Par B. Chaou
Faut-il toucher au ‘grisbi’ des ménages pour accompagner la relance économique ? Selon les experts, la réponse est oui ! Pour Idriss El Houari, docteur en sciences économiques, «l’épargne des Marocains est aujourd’hui sollicitée plus que jamais à contribuer de manière significative à la reprise économique, dans un contexte où les besoins de financement sont de plus en plus importants». L’argent des ménages serait donc l’un des principaux moteurs pour insuffler un élan à la croissance économique. Mais qu’en est-il vraiment des disponibilités en termes de liquidités ?

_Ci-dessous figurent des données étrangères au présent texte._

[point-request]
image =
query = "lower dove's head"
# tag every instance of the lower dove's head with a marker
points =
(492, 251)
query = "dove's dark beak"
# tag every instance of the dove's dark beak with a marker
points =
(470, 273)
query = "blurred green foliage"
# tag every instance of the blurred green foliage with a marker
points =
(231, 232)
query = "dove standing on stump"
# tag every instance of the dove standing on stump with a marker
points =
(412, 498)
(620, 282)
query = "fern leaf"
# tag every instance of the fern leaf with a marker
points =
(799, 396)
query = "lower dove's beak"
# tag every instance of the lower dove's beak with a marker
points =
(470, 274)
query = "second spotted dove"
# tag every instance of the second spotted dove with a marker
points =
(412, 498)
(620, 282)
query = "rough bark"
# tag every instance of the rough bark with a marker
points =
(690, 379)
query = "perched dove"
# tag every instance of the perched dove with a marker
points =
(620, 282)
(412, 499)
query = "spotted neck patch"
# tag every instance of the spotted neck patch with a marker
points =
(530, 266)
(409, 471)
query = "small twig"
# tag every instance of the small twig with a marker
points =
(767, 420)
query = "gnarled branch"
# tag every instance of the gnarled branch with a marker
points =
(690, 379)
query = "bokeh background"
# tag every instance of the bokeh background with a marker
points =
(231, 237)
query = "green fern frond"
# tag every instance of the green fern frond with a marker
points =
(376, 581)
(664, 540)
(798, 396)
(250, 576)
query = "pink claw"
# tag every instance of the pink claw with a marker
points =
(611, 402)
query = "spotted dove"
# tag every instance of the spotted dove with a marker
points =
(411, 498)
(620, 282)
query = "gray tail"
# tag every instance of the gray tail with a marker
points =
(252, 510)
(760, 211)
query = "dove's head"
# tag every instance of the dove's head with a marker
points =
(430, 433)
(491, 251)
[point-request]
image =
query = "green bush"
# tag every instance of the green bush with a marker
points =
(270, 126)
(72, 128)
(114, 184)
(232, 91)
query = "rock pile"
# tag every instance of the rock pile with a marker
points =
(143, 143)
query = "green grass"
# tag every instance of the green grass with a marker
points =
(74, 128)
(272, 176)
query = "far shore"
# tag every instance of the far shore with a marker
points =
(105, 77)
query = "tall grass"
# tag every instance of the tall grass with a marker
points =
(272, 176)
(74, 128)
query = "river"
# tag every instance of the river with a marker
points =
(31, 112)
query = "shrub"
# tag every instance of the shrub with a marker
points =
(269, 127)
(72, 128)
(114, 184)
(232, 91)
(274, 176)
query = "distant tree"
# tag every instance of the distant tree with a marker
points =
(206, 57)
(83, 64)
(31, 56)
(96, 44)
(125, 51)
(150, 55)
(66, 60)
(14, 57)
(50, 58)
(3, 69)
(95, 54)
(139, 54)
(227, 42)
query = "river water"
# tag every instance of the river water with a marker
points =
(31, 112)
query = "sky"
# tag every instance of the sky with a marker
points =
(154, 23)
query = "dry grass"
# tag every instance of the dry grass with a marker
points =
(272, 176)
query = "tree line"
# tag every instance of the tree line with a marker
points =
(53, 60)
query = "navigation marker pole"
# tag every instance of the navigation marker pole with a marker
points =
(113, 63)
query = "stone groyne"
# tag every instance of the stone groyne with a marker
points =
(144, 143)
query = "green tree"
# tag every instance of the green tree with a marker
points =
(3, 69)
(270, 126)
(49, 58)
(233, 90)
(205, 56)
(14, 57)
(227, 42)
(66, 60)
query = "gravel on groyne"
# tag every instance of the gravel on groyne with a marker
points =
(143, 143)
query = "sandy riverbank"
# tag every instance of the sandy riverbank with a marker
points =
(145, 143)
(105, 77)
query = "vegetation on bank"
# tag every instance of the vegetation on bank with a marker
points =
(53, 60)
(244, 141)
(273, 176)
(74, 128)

Selon les dernières statistiques monétaires de Bank Al-Maghrib, publiées février dernier, les comptes d’épargne atteignent un montant total de 170, 2 Mds de DH à fin janvier 2021, en hausse par rapport à une année auparavant où ils étaient de 167,65 Mds de DH. De leur côté, les dépôts à vue auprès des banques s’élèvent à 640 Mds de DH à fin janvier 2021, contre 575,6 Mds de DH une année plus tôt. Des matelas de liquidités qui semblent a priori assez suffisants pour encourager tant l’investissement que la consommation.
Néanmoins, ces chiffres ne reflètent pas la situation réelle du niveau d’épargne au Maroc, dans un contexte où le taux de bancarisation reste relativement faible. Ce qui laisse supposer qu’il y a encore beaucoup de «cash» qu’il faut pouvoir introduire au sein du circuit bancaire.
A ce titre, Idriss El Houari explique qu’«il est aussi question de soutenir davantage l’inclusion financière afin d’inciter plus de citoyens à ouvrir des comptes bancaires et élargir de ce fait l’épargne captée, pour ensuite, et pourquoi pas, les inciter à investir dans des produits financiers».
«Le volet éducation sera aussi un moyen et un enjeu majeur afin de faciliter l’adhésion de cette tranche de population, souvent sceptique vis-à-vis du circuit bancaire de manière générale», ajoute notre expert. Les différents dépôts des ménages ainsi que les placements dans les produits d’épargne sont sans nul doute des ressources qui pourraient être transformées en outils de financement, mais encore faut-il réussir à en faire un réel catalyseur de relance économique en les orientant par exemple vers des investissements productifs.
C’est dans ce cadre que l’Etat a envisagé l'émission d'un emprunt national, dans ce contexte marqué notamment par l’accroissement des besoins de financement de l'Etat. Au stade actuel, la réflexion sur la structuration de ce produit est toujours en cours et elle serait, selon les responsables, menée de manière concertée avec les principaux acteurs du marché, à savoir les banques, les sociétés de gestion, les sociétés de Bourse et la Bourse de Casablanca.
«Cette réflexion porte sur plusieurs aspects, dont notamment les caractéristiques du produit en termes de choix de la ou des maturités tenant compte de la préférence de la population cible, de la valeur unitaire qui doit être assez faible pour attirer différentes catégories de la population, du taux de rendement qui doit être attractif et d'incitations fiscales appropriées, sachant que la Loi des Finances 2021 a introduit une disposition défiscalisant les produits financiers perçus par les individus sur les emprunts d'Etat», avait expliqué Mohamed Benchaâboun, ministre de l'Economie, des Finances et de la Réforme de l'Administration, à Finances News Hebdo lors d’une récente interview.
En conclusion, il s’avère important de réinjecter l’épargne dormante dans le circuit économique à travers des mécanismes incitatifs dans lesquels l’Etat serait garante, comme cela pourrait être le cas pour le «projet» du fonds d’épargne nationale. Le défi sera également d’attirer les liquidités «non bancarisées» à travers l’appui de l’inclusion financière.